The few investigations that specifically evaluated the prevalence of MRSA carriage on ICU admission differ from ours in important ways, and so comparisons are limited. However, our study confirms that the prevalence of previously unknown MRSA carriage at admission to critical care is high in settings with endemic MRSA transmission. Previously reported prevalences of MRSA carriage at ICU admission ranged between 6% and 34% [4
]. In all of these studies, fewer than 50% of MRSA carriers had previously been identified as such, emphasizing the importance of early screening to detect the unknown reservoir of MRSA patients.

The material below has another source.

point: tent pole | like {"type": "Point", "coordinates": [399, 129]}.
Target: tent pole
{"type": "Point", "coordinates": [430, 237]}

Current limitations to routine implementation of PCR-based MRSA screening tests are their high costs, the workload of specimen processing and the lack of trained laboratory technicians. We do not yet have sufficient data to demonstrate the cost-effectiveness of our rapid screening strategy. It is possible that MRSA control in the ICU setting may also be achieved with fewer resources and without rapid screening tools [11
]. Nevertheless, the rapid qMRSA test saved a large number of unnecessary isolation days in the surgical ICU and helped to decrease substantially MRSA infections in the medical ICU, making it likely that this intervention saved costs for the hospital. In addition, by saving unnecessary isolation days, we might have increased patient safety because isolation precautions may decrease provider–patient interactions and increase the rate of adverse events [37
In a recently reported mathematical model it was suggested that a policy of screening newly admitted patients for MRSA coupled with rapid contact isolation could reduce nosocomial MRSA infection [38
]. However, despite systematic on-admission screening and pre-emptive contact isolation, the incidence of MRSA infections did not decrease in the surgical ICU. By contrast, the medical ICU had greater success with MRSA control. This contradictory finding may reflect differences in case mix, frequency of patient movements outside the ICU, or compliance with standard precautions and isolation practices [39
]. Antibiotic selection pressure is rather low in the surgical ICU, making it unlikely that this factor confounded the study results [40
Our study has limitations. First, we used a rapid MRSA test that lacks perfect specificity and sensitivity. Therefore, we cannot exclude the possibility that the test artificially increased the number of isolation days needed due to false-positive qMRSA test results. Moreover, there may have been patients with false-negative screening results, in whom MRSA acquisition was erroneously attributed to the ICU. Second, we did not perform discharge screening during the entire study period, making it impossible to compare MRSA acquisition rates during the different study phases. Third, although colonization pressure was appropriately adjusted for, other potential confounding factors (such as antibiotic use, compliance with hand hygiene practices and isolation precautions, case-mix, or staffing levels) were not adjusted for in the analysis. Because these factors have been shown to fluctuate over time in a seasonal manner, the baseline ten-month period may have represented a biased estimate of year-round MRSA infection rates. Therefore, the data analysis provided offers only preliminary evidence regarding the effectiveness of the intervention.